By Philip Butterworth-Hayes
The announcement on October 13 that the EHang EH216-S has obtained a type certificate from the Civil Aviation Administration of China (CAAC) will have a profound impact on the global aviation industry.
The company plan for a rapid ramp-up in production and delivery – first to around 2,000 tourist hot spots in China and then to neighbouring nations in Asia.
This means that China will be introducing autonomous advanced and urban air mobility services before any eVTOLs have been certified in Europe and North America and ten to fifteen years before these regions plan for uncrewed versions of eVTOLs, on a trial basis.
While regulators in the West struggle to implement even first generation UAS traffic management (UTM) system for drones, EHang has developed and certified not just an autonomous aircraft but an entire AAM eco-system. The EHang Unmanned Aircraft Cloud System (UACS), which has also been certified by the CAAC, includes a traffic management system, flight plan processing, aircraft command and control, systems monitoring and flow-control functions, “enabling cluster management of multiple aircrafts within the same airspace, and ensuring safer and more reliable operations,” according to the company. The only element missing is a vertiport – but the company is working with several different vertiport operators to develop ground-handling and airspace integration operations, creating partnerships on a regional basis.
Unlike other eVTOL manufacturers, EHang can market this entire eco-system to countries and cities prepared to align their certification processes to that of the CAAC. This will give EHang (and Chinese industry, for other Chinese eVTOls are bound to follow in EHang’s wake) an extraordinary lead in this vast global market. It will mean EHang will be able to deliver affordable AAM services at a scale and pace beyond the reach of any competitors in the West. The EH216-S is small. But other, larger and longer range are on the way, starting with the EHang VT-30, which will take up to two passengers up to 300 km (186 miles) under completely autonomous control.

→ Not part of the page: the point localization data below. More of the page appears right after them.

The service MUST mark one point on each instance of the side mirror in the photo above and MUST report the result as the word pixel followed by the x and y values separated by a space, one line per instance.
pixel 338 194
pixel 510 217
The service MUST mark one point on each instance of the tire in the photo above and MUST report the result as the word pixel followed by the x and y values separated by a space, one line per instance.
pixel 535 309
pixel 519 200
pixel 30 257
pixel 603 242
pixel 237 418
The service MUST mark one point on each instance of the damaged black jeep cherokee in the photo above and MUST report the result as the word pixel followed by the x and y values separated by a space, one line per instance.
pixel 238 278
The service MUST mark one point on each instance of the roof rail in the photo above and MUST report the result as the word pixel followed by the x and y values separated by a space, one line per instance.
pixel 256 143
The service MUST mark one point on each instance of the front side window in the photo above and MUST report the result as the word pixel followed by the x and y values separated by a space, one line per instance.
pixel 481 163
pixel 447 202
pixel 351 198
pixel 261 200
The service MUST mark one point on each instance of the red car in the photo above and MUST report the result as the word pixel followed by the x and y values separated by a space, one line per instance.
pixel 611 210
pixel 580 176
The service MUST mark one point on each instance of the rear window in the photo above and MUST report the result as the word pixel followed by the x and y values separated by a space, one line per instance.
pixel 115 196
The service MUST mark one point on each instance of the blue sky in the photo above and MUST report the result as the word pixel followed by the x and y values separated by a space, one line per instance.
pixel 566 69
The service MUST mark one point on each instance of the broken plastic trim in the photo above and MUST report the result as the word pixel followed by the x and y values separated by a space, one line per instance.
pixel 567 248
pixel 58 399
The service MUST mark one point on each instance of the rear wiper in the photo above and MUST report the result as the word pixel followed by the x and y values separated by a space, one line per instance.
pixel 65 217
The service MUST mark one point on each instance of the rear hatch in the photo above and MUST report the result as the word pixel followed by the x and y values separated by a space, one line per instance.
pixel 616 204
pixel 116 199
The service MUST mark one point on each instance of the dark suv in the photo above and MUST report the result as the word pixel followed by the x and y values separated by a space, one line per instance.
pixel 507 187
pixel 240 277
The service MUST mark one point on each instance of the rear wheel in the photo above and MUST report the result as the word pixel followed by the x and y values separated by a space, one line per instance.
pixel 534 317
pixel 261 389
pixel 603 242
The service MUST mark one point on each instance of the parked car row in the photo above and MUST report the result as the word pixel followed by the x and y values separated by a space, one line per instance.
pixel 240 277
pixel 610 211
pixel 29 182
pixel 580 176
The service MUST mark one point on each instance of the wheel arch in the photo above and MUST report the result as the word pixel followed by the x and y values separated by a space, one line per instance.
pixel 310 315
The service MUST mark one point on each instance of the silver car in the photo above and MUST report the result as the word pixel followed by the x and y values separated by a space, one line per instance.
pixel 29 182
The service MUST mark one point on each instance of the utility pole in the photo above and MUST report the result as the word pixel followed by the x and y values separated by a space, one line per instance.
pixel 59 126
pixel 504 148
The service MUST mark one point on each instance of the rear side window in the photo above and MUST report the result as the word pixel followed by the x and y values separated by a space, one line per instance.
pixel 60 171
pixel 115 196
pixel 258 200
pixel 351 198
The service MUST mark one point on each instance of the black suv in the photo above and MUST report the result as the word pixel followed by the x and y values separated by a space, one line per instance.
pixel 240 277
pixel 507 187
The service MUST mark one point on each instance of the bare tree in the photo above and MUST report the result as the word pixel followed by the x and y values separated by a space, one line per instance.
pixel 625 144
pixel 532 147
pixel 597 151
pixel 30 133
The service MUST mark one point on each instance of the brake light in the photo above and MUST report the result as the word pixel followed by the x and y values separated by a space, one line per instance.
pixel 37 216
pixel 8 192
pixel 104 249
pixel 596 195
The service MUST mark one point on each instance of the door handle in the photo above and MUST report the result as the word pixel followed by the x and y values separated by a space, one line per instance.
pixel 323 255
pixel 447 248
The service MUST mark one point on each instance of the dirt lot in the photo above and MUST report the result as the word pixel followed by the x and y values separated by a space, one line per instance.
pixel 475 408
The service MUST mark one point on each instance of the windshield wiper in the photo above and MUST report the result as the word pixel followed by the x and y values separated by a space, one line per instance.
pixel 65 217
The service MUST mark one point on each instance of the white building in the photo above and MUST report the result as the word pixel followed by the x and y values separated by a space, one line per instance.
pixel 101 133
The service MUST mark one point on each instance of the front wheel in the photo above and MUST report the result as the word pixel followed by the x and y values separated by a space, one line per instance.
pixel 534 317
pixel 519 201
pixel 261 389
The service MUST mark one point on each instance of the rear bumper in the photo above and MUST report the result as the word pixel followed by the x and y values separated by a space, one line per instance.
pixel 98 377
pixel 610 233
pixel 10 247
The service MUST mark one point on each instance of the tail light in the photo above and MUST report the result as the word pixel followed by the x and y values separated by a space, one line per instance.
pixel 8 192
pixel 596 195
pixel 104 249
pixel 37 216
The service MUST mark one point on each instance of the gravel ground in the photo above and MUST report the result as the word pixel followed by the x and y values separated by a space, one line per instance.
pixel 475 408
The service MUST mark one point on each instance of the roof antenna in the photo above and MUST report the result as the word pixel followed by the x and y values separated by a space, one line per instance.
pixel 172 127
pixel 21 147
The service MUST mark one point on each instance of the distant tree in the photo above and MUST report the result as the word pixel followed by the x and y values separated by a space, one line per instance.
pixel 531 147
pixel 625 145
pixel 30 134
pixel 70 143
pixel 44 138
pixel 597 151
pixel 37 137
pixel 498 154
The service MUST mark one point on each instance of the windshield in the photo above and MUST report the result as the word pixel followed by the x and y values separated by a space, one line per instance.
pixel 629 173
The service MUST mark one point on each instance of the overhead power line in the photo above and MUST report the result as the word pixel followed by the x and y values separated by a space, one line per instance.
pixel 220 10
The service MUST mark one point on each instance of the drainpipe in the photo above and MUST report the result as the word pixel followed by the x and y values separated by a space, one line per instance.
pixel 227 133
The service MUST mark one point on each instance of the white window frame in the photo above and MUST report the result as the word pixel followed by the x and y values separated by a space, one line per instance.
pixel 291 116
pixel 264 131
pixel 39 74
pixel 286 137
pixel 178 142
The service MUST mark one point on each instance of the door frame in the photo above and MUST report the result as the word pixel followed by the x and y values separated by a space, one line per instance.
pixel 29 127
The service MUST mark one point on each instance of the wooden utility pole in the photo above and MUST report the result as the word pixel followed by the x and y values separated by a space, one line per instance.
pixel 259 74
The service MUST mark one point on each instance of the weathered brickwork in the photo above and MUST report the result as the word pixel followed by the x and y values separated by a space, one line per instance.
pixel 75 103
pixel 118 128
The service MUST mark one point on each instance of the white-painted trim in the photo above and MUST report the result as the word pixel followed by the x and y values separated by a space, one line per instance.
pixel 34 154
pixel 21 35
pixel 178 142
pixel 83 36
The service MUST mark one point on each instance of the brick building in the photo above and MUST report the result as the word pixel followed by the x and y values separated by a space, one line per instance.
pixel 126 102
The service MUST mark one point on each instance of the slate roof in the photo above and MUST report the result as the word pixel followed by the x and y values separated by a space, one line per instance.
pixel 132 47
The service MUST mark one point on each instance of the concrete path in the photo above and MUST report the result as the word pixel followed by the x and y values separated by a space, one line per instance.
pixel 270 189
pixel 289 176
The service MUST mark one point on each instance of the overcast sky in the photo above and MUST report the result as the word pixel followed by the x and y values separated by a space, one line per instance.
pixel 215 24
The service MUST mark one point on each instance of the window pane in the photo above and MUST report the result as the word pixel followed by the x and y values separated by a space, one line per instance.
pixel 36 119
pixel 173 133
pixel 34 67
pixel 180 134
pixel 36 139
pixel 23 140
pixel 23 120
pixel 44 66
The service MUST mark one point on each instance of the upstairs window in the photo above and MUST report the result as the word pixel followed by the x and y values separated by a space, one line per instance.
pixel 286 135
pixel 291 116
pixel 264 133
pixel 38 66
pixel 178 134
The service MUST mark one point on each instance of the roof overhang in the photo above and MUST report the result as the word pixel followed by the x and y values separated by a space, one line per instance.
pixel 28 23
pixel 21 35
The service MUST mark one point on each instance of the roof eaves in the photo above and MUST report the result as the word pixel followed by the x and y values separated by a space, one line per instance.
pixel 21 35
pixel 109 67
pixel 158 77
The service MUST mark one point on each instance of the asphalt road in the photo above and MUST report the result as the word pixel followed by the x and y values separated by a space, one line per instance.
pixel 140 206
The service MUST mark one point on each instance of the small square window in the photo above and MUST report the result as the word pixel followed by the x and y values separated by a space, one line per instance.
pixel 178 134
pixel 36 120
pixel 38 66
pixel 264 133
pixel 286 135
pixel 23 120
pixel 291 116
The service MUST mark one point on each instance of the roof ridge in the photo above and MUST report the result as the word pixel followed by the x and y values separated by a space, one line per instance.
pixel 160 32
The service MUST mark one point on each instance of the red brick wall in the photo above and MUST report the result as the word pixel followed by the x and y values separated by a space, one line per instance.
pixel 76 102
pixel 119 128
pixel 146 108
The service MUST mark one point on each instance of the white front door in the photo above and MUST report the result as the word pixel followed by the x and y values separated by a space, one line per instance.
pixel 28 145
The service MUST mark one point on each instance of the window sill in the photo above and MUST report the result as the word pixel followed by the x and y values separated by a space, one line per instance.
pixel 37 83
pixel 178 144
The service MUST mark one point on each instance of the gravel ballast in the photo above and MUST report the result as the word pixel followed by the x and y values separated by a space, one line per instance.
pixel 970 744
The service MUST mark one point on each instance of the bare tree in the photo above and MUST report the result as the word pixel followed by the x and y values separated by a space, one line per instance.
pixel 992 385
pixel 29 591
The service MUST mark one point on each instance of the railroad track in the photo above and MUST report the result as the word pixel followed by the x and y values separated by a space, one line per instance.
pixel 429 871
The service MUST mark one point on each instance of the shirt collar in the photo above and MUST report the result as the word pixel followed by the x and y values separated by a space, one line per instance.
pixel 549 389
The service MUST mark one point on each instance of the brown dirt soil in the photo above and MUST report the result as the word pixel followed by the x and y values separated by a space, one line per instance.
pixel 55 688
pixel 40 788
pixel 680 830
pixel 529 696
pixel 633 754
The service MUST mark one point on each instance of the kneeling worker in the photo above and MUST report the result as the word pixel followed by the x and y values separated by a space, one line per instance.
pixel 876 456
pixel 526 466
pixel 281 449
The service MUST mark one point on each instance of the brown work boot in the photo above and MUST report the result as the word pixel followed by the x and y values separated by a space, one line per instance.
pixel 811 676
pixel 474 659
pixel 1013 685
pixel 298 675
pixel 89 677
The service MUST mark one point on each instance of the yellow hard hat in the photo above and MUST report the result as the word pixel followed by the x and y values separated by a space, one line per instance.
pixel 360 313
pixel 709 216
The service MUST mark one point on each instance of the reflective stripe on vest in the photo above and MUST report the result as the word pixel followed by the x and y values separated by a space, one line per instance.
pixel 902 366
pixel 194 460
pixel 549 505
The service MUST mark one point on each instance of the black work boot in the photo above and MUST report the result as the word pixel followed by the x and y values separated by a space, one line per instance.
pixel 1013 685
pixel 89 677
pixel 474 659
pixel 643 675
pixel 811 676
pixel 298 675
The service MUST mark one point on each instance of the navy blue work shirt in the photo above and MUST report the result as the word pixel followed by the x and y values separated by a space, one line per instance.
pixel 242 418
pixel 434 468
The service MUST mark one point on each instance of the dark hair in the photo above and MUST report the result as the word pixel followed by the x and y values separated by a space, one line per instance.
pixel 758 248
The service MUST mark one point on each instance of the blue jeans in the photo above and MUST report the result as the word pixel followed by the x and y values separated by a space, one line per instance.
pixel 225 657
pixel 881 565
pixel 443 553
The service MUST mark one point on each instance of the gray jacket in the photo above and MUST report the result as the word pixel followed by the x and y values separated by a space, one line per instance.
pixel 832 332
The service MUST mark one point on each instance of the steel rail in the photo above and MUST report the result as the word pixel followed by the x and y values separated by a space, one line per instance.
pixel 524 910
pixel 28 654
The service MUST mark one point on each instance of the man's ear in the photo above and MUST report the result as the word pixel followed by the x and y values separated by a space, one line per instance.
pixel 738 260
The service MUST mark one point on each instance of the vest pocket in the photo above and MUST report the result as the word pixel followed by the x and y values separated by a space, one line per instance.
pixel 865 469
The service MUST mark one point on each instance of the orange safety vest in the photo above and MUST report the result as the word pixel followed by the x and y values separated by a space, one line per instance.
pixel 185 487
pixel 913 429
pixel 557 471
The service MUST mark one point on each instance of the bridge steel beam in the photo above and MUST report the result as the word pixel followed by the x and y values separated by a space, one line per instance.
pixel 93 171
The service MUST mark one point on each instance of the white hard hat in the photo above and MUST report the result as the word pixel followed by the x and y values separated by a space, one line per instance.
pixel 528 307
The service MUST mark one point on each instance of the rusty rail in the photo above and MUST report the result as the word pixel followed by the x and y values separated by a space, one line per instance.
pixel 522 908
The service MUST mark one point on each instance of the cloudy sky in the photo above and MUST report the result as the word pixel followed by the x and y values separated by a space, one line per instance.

Fundamental to the success of the certification process has been the alignment between the CAAC with its low altitude economy and general aviation plan and China’s eVTOL and drone sectors. This will mean the CAAC is about to play a more significant global role, as China will be able to set the standards for autonomous passenger services for years to come, as it will have unique sources of operational data on which new rules and operating procedures for autonomous aviation will rely. EHang reports its EH216 has already been granted SAE AS9100D standard certification (Quality Management Systems -Requirements for Aviation, Space, and Defense Organizations), a standard which includes ISO 9001:2015.
A key element of this is the safety management system. According to EHang:
“The Fail-Safe safety system serves as a reliable guardian by equipping itself with multiple-redundant protection plans. The system can monitor each airborne device and acquire its operating status
and health condition, and then transmit the information back to the command-and-control system. In case of any abnormal condition, a smoothest route will be selected and executed based on the
preset algorithm logic to safely take the passenger to the destination.”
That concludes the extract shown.